Eduardo Vega.22 diciembre, 2020
Rumbo a la Isla de Chira cargados de regalitos y comida. Cortesía.
Rumbo a la Isla de Chira cargados de regalitos y comida. Cortesía.

El sacerdote Sergio Valverde y la gente que le echa el hombro en Obras del Espíritu Santo recorrieron por aire, tierra y mar todo el país repartiendo jamita y regalos, entre el 13 y el 20 de diciembre, para llenar de alegría a 35 mil niños.
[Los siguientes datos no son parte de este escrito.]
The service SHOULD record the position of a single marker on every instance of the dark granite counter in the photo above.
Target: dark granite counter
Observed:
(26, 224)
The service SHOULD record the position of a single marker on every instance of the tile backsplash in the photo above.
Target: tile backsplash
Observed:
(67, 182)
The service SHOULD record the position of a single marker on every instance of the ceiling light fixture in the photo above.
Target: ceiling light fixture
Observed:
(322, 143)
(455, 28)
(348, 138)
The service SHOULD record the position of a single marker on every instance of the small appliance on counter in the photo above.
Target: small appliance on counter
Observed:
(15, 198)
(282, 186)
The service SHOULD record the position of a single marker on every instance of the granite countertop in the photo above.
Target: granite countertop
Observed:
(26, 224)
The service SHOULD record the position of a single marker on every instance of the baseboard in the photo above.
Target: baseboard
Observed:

Debido a la pandemia, la edición número 20 de la fiesta de Navidad que acostumbra organizar la institución para niños de escasos recursos tuvo que variar radicalmente. Como era imposible organizar una actividad masiva, como ocurrió en las 19 ediciones anteriores, el padre Sergio no se echó pa’ atrás, se arrolló las mangas y recorrió toda Tiquicia para dar alegría a los pequeños.

El helicóptero transportó felicidad para la zona de Talamanca. Cortesía.
El helicóptero transportó felicidad para la zona de Talamanca. Cortesía.
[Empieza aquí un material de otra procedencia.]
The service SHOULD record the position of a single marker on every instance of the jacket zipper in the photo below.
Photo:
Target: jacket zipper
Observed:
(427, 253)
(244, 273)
“Nuestros corazones están inquietos y llenos de alegría, gozo y júbilo, celebrando la fiesta. Cada diario y juguete, lleva impregnado el amor de nuestros patrocinadores, servidores, prójimos, pero muy especialmente el amor que nuestro amado Padre y Señor nuestro, nos ha encomendado”, aseguró el padre Sergio.

El hermoso recorrido comenzó en Puntarenas, después jalaron a Guanacaste, Heredia, Alajuela, Cartago, Limón y se finalizó con una doble entrega en San José. Se establecieron más de 200 centros de entrega en toda Tiquicia.

El padre Sergio estuvo en todas las entregas de regalitos. Cortesía.
El padre Sergio estuvo en todas las entregas de regalitos. Cortesía.

“Hubo comunidades cercanas a los canales de Tortuguero o en la isla de Chira a las cuales llegamos por agua; para otras ubicadas en Talamanca necesitamos voluntarios en helicópteros y a las zonas más cercanas llegamos con los camiones… Ningún niño se quedó sin su juguetico”, dijo orgulloso el curita.

“Con muchísima alegría y tremenda motivación este 2020 hicimos la fiesta al revés, nosotros fuimos a las casas de los niños. La alegría en los rostros de cada chiquito que recibió su regalo no tiene comparación con nada, es por ellos que hicimos este gran esfuerzo.

A pocos minutos de que llegue una avioneta para seguir entregando regalitos. Cortesía.
A pocos minutos de que llegue una avioneta para seguir entregando regalitos. Cortesía.

“Este año ha tenido complicaciones muy grandes y era muy importante mantener la luz de la esperanza y la felicidad en los hogares costarricenses. Dios nos ayudó a completar todas y cada una de las entregas, no podíamos dejar sin regalo a nuestros niños”, explicó el sacerdote.

Además del juguetico, cada niño recibió una bolsita con dulces, galletas, jugos, manzanas y comida rápida (de los restaurantes KFC, Taco Bell, Spoon, Subway, Pizza Hut, Burger King, Culinary Training School, Fufos Dog y Pipos Dog), además, un diario de comida para toda la familia.

Bien cargaditas iban las lanchas que se usaron en los canales de Tortuguero y en mar, para la Isla de Chira. Cortesía.
Bien cargaditas iban las lanchas que se usaron en los canales de Tortuguero y en mar, para la Isla de Chira. Cortesía.

“Si tan solo logramos ayudar a un solo niño, familia o persona para ser feliz, esto es suficiente para justificar todo lo que hemos hecho con la ayuda primeramente de Dios y de usted, nuestro gran patrocinador, amigo y servidor”, agregó el padre.

Ningún chiquito se quedó sin el juguete y sin sus confites y juguitos. Cortesía.
Ningún chiquito se quedó sin el juguete y sin sus confites y juguitos. Cortesía.